Für eine Standortbestimmung empfangen wir Signale von mehreren Satelliten. Diese elektromagnetischen Wellen übermitteln uns die Positionen der Satelliten sowie die exakten Sendezeitpunkte der Wellen. Zusammen mit dem Empfangszeitpunkt bestimmt unser GPS-Gerät, wie lange jedes Signal unterwegs war. Diese Zeit kombiniert mit der Wellengeschwindigkeit – der Lichtgeschwindigkeit – ergibt die Entfernungen zu den jeweiligen Satelliten. Haben wir von mehreren Satelliten diese Information, können wir den eigenen Standort bestimmen.

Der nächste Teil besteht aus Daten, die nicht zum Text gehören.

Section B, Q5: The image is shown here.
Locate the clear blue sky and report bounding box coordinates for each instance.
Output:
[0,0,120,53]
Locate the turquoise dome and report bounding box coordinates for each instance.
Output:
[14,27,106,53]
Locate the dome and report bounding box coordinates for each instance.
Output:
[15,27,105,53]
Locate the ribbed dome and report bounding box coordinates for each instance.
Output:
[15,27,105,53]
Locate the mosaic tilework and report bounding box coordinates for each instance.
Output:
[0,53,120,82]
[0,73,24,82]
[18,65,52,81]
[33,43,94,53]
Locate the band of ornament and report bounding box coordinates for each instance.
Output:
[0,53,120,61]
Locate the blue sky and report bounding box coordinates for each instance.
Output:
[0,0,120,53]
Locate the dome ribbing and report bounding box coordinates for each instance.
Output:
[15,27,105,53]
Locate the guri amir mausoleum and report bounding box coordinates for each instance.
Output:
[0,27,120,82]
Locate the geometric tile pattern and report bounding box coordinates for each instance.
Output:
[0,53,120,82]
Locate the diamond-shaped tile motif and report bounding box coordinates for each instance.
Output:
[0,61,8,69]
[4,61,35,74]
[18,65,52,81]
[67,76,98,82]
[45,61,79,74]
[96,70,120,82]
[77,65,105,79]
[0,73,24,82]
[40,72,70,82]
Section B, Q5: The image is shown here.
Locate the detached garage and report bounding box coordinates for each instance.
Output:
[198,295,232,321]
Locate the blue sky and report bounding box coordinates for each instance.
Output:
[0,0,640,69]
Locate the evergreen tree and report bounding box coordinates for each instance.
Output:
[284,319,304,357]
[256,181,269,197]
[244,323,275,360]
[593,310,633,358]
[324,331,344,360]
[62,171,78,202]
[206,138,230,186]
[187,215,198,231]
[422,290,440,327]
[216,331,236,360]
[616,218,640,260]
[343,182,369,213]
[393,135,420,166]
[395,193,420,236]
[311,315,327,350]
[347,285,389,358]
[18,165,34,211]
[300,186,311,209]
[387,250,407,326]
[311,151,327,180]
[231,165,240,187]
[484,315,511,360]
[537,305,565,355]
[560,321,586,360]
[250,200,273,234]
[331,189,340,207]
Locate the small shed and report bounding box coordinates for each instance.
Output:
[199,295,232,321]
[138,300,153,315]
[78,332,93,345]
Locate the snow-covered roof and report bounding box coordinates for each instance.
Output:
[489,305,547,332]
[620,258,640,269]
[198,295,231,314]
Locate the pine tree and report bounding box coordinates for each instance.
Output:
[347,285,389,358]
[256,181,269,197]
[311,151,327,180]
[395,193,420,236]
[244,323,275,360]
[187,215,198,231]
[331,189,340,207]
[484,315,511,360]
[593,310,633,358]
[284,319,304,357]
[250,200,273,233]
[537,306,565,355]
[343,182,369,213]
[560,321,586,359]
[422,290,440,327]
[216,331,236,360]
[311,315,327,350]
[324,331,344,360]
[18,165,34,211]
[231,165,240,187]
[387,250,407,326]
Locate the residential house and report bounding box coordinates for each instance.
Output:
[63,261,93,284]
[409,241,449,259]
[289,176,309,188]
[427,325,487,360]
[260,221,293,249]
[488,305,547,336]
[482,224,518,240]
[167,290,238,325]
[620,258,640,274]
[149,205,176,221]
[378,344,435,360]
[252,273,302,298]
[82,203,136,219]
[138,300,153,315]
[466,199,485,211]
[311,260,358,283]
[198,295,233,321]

Die Standortbestimmung ist ungenau, wenn die Signale nicht mit der angenommenen Lichtgeschwindigkeit unterwegs sind. Dies ist z.B. der Fall, wenn die Wellen auf ihrem Weg durch Gebäude verlangsamt werden. Ausserdem können Wellen durch Wetterphänomene abgebremst werden. Die vom GPS-Gerät verwendete Lichtgeschwindigkeit ist dann zu hoch und damit die berechnete Entfernung zum Satelliten zu gross.